Lenders on the transaction assessed the varying counterparty risk profiles and accommodated a combination of contracted and uncontracted cashflows for the two data centres. Google has contracted around 80% of the capacity in a hyperscale long-term 13-year contract, but it is complex as it features five-year rolling renewals and the capacity would be gradually rolled out on a build-to-suit basis up to 50MW, with debt drawdowns linked to capacity. Meanwhile, around 20% of the data centres’ cashflows would be from smaller co-location contracts with durations in the range of one to three years. These can be for as little capacity as 1MW in each contract.

Allen & Overy and Saraf & Partners were the borrower’s legal counsels. The lenders’ counsels were Clifford Chance and Cyril Amarchand Mangaldas.

Indian Deal of the Year – Serentica

Serentica Renewables is a newly established platform in the Indian market that has taken a new approach by targeting the commercial and industrial offtake market. In December, Serentica signed on its first international and commercial bank project finance ECB green loan for a 530MW round-the-clock wind and solar project in Rajasthan and Maharashtra. The transaction has brought a group of three international banks and three Indian lenders into the corporate offtake market in this country, while also providing a strong footing on the path to decarbonisation for one of India’s largest zinc producers operating in a hard-to-abate sector. The Serentica Renewables Round-the-Clock project is PFI’s Indian Deal of the Year 2023.

US private equity giant KKR and Indian billionaire Anil Agarwal’s investment company Twinstar Overseas established Serentica Renewables in 2022 to provide RTC baseload style energy to large-scale C&I customers in energy-intensive industries. The C&I segment consumes more than 50% of electricity generated in India. As of September, KKR had invested US$650m in the platform. Already it has an at least 1.2GW portfolio of projects and in the medium-term aims for 5GW. State-owned PFC and REC have funded earlier projects.

In December, Serentica signed a US$425m project finance loan to fund the US$566m 530MW wind and solar RTC project in Rajasthan and Maharashtra. Rabobank was lead bank on the structuring of an ECB loan in US dollars, which achieved a tenor of seven years. Rabobank and MUFG Bank were co-green loan coordinators. Lenders are Rabobank, MUFG Bank, Société Générale, YES Bank, Export-Import Bank of India, and India Infrastructure Finance Company.

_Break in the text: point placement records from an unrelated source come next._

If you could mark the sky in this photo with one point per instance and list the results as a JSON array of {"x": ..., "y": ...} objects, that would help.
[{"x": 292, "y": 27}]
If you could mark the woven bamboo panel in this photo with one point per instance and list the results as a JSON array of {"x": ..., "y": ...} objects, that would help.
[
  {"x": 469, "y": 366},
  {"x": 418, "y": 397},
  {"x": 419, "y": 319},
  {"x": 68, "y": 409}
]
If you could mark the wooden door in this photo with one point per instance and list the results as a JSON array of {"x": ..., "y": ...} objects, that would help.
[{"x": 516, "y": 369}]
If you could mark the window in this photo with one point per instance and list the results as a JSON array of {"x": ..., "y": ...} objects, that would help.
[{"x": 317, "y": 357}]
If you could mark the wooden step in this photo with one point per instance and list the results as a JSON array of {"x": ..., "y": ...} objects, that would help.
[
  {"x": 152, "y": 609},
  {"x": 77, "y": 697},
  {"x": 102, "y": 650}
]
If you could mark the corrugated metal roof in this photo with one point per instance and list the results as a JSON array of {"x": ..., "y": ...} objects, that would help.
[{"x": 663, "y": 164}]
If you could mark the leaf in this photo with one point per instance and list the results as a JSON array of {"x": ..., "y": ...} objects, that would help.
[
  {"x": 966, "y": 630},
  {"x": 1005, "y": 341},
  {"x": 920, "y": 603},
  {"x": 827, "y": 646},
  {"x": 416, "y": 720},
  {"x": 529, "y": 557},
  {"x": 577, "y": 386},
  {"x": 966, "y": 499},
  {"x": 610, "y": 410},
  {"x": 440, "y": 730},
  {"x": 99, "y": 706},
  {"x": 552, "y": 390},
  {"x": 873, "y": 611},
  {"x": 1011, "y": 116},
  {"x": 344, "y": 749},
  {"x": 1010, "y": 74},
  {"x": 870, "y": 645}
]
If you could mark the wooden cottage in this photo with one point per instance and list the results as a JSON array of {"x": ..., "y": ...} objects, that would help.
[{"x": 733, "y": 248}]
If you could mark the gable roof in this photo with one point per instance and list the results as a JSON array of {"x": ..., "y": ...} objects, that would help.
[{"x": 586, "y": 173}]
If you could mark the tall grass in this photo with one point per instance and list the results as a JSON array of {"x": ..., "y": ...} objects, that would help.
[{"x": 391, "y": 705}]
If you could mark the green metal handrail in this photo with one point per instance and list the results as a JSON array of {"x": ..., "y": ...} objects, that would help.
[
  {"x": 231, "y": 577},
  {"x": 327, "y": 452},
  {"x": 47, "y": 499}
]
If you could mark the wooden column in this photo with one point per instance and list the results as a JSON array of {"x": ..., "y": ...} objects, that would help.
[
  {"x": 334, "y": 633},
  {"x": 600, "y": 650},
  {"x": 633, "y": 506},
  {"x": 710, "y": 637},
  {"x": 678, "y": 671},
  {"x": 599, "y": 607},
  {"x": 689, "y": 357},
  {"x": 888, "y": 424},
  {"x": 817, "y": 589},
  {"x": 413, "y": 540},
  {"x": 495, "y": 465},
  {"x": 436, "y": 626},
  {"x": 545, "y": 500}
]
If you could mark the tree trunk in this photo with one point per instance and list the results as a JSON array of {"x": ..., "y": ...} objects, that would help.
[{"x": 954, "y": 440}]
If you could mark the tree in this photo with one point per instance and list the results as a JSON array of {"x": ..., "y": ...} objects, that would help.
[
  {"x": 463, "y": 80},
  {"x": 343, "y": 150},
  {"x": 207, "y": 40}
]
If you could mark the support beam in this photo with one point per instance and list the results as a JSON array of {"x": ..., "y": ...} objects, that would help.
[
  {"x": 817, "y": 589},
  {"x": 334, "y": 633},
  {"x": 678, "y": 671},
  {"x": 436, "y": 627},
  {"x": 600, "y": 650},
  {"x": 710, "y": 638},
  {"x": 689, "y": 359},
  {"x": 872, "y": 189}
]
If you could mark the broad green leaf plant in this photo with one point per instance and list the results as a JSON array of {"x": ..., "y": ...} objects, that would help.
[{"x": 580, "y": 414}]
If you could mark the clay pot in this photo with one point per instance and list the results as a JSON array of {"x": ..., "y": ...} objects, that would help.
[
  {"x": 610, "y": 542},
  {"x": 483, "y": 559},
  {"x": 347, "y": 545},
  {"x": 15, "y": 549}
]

The project has a 200MW 25-year power purchase agreement with Hindustan Zinc, which is owned by mining and metals company Vedanta, 64.9%, and the Indian government, 29.5%. The renewable energy will be used for powering one of Hindustan Zinc’s smelters, thus replacing 24% of the company’s coal-based power supply with renewable energy. The green energy PPA has a tariff almost half of the price the smelter has been paying for coal power. Hindustan Zinc has a roughly 80% market share for zinc production in India and is expected to continue to pursue green power initiatives for its operations.

Advisers to Serentica Renewables included Dentons and Deloitte. The lenders were advised by law firms Norton Rose Fulbright and Luthra & Luthra, while Tractebel was lenders’ engineer.